On 11 Sep 2008, at 02:12, Paul Johnson wrote:

I'm looking for a little help in solving a problem which has me stumped
and couldn't think of anywhere better to come.  That's not the problem
by the way, but I'll take answers to that as well.

I have about 210 named pipes (FIFOs) and three processes which are
running a select over a third of the pipes each, and then calling
sysread on the pipe before writing out the data to log files.

This has been working well in production for almost two years handling
many GB of data daily.

Recently, another thirty or so pipes have been added to this group and
very occassionally I am noticing a problem whereby select will indicate
that a pipe is ready for reading and sysread will attempt to read from
the pipe, but there is actually nothing there to be read, and so the
sysread call hangs waiting for input.

Reproducing this problem is difficult, but I currently have the system
in such a state.  The pipe on which the sysread call is waiting is one
of the new pipes.

I can only think of four possible explanations here:

 1.  My code is broken.  I don't think this is the case but don't want
     to rule it out.

2. Some other process has read the data inbetween the select returning
     and the sysread being called.  lsof shows no unexpected processes
accessing the pipe at the moment and no one should have been on the system to have run cat or anything. last shows nothing suspicious.

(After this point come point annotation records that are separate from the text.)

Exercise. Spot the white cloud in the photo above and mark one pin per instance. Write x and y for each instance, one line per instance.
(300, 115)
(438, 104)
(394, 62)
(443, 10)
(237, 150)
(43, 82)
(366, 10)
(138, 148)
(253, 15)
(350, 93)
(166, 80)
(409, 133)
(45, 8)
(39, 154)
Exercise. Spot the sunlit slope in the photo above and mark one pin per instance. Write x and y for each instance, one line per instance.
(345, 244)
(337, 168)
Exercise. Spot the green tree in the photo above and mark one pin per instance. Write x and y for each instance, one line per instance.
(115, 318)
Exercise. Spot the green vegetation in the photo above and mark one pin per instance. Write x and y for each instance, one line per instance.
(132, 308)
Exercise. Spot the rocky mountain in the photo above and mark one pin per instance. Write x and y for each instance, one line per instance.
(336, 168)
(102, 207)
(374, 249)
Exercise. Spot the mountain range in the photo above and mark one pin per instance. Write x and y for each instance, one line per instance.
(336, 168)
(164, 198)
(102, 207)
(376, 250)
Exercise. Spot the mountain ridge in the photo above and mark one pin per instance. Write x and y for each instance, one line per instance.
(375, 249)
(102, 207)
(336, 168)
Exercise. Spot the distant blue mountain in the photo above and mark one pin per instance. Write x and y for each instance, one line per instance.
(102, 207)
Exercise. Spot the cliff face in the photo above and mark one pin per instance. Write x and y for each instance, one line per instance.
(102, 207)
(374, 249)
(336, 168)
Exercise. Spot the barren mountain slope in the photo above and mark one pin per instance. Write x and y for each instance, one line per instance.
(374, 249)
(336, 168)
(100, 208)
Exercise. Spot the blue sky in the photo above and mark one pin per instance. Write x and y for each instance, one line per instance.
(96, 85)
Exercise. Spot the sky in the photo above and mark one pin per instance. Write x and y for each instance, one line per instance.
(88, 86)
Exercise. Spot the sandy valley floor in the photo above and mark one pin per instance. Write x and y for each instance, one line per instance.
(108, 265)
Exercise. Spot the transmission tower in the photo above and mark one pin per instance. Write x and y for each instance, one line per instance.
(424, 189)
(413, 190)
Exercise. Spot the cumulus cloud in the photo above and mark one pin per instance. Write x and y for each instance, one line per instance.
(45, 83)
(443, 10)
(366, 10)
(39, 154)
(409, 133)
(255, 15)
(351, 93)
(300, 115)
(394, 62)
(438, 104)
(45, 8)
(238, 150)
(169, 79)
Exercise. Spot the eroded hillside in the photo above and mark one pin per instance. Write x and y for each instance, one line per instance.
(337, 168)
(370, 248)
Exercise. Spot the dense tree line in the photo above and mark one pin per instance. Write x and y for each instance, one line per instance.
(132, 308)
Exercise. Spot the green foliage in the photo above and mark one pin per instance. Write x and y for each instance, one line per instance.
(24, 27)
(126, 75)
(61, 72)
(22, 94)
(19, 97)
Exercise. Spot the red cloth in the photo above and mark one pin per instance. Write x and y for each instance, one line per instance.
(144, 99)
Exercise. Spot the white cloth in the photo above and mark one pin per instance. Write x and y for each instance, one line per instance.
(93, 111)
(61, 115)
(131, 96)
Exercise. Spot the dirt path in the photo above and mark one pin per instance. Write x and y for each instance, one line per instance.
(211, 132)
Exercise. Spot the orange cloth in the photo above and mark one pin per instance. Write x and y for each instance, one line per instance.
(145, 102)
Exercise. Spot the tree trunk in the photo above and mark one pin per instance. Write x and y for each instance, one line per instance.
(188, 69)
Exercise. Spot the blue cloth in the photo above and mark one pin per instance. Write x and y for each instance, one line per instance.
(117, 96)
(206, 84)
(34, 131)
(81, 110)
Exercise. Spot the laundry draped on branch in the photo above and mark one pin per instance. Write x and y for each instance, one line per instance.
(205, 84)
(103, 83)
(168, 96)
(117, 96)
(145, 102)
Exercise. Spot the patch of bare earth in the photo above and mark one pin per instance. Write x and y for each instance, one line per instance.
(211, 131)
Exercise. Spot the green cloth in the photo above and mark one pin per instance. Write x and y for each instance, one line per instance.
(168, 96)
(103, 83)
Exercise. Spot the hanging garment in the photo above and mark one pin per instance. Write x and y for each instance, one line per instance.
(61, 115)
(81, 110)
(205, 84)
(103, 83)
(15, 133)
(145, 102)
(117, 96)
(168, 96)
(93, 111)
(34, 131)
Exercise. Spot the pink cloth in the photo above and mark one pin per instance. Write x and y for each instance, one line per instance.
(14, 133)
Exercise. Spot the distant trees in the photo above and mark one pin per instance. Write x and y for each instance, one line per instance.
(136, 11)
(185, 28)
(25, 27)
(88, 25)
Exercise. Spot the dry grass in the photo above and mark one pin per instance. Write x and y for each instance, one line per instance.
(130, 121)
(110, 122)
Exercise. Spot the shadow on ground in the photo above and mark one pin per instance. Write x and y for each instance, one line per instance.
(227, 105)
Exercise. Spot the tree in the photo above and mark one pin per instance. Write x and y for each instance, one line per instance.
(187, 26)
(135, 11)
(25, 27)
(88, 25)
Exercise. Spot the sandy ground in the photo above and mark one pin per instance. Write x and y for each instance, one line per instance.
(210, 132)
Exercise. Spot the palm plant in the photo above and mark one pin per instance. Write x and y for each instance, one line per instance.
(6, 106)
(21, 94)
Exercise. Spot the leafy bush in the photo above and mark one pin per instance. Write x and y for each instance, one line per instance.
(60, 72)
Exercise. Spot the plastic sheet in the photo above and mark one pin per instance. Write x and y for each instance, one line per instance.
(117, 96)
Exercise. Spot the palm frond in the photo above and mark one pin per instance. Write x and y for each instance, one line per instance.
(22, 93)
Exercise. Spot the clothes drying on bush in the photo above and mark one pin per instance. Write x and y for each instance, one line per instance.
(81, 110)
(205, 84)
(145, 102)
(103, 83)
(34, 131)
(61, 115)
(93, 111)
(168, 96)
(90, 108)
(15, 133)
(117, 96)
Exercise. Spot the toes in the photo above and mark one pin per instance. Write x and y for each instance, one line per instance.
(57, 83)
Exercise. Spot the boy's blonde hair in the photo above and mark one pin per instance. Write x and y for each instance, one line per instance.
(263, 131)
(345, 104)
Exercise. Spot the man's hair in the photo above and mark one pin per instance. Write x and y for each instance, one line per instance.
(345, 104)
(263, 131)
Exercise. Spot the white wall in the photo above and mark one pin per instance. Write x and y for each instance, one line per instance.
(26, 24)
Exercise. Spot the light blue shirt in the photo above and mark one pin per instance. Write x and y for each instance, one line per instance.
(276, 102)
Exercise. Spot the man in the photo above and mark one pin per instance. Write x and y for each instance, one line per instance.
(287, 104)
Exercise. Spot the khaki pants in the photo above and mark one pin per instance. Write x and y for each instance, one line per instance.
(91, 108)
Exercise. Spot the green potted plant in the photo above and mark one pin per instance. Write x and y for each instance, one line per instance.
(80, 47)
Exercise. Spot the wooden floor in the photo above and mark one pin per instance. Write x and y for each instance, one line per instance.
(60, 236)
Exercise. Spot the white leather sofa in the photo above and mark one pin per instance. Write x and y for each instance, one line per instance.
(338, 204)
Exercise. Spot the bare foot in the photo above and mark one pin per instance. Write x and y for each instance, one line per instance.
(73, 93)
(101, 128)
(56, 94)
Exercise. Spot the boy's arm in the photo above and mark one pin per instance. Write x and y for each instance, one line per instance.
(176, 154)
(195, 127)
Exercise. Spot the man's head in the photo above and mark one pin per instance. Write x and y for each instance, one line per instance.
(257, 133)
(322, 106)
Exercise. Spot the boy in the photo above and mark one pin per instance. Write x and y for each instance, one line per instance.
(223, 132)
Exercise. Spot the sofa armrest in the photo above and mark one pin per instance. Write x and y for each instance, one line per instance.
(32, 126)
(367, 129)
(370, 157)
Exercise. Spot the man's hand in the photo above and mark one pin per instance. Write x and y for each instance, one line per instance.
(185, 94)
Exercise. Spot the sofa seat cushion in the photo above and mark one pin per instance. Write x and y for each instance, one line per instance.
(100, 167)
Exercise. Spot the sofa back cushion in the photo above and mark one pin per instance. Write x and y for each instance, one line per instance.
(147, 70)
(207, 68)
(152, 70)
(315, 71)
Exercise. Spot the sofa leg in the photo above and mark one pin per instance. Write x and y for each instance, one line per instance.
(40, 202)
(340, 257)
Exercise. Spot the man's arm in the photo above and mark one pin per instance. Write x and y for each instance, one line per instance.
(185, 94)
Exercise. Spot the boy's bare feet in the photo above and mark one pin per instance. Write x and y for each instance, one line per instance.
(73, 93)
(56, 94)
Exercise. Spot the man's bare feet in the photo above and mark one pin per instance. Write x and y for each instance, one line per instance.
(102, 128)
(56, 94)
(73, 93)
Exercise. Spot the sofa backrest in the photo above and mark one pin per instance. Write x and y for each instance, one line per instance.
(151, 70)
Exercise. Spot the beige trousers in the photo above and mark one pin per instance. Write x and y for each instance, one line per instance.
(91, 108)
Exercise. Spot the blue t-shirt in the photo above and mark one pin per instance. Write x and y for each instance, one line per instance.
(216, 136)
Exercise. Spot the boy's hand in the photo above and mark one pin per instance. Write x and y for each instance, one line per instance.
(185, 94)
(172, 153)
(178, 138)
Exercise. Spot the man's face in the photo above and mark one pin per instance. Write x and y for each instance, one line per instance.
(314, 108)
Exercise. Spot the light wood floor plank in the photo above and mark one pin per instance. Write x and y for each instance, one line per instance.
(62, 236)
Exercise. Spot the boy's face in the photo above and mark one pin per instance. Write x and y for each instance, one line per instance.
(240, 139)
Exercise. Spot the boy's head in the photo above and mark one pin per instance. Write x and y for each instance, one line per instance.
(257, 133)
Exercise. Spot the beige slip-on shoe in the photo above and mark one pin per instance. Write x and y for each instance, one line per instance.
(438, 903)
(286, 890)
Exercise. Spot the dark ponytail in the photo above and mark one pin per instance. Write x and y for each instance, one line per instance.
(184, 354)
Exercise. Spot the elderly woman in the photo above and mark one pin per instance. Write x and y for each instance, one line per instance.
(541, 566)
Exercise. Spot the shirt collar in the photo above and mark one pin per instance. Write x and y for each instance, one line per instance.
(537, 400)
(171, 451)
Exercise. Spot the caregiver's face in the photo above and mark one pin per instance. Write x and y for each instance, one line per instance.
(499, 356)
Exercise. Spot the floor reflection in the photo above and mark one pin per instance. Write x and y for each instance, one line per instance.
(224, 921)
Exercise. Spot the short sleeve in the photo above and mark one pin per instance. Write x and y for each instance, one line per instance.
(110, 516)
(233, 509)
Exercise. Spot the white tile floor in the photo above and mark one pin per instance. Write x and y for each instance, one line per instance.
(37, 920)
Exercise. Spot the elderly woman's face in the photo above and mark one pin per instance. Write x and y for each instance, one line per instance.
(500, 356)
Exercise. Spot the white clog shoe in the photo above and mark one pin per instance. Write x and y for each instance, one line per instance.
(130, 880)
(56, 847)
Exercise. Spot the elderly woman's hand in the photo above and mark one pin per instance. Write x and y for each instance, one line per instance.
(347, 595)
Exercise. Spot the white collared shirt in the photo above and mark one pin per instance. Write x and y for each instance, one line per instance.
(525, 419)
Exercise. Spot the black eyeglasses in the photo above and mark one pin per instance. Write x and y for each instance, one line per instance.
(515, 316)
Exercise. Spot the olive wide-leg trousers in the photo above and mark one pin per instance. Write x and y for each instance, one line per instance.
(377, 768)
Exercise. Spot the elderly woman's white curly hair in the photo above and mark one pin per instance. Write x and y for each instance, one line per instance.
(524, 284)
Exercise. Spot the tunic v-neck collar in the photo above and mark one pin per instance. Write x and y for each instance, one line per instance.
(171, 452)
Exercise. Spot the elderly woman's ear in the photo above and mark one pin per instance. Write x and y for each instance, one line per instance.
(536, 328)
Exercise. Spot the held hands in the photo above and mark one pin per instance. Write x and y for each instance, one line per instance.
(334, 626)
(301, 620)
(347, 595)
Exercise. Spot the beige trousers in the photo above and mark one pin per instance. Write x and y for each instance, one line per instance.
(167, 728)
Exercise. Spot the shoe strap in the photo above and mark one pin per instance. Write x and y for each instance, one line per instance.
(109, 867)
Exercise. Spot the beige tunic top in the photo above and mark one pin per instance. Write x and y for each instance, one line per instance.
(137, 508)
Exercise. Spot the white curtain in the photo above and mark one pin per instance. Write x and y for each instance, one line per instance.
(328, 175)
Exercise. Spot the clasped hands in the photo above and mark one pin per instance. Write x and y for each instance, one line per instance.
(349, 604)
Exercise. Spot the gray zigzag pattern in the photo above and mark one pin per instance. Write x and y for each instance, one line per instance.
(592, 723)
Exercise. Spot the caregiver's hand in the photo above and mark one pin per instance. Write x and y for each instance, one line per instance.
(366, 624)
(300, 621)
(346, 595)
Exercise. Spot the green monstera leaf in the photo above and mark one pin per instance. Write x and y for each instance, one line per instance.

 3. Perl's select is broken.

 4. The OS broken.

Is my assumption correct that if select tells you there is something to
be read then there should be something there to be read?  Can anyone
think of any other possibilities?

What is curious to me is that the process writing to the named pipe is
hung.  Is the pipe locked somehow until the sysread call has returned?

Unless I can think of anything better to do, tomorrow I will try to send some data to the named pipe that is being read to see if that will allow the sysread to return. If it does, I should be able to tell whether any
data has been lost from the named pipe, which might indicate that
another process had read it.

I am running perl-5.8.8 on Solaris 8. The program writing to named pipe
is a Java program which is writing to STDOUT.  That program has been
called using system by a Perl wrapper which has reopened STDOUT to the
named pipe.  The program reading from the named pipe is using PERLIO.

I'm open to any hints, suggestions or solutions.


This reminds of a issue I found with select/sysread on solaris too,
although it turned out it was a misunderstanding on my part of the perl
sysread semantics compared to the read system call. It was something
to do with what happened when a pipe was closed unexpectedly I think.
You might review the docs on sysread and select, but I'm sure you've
done that already.

the perl select docs also suggest you use the O_NONBLOCK flag for the
case you're referring to as well.

Sorry, but that's all I can offer without doing any serious research.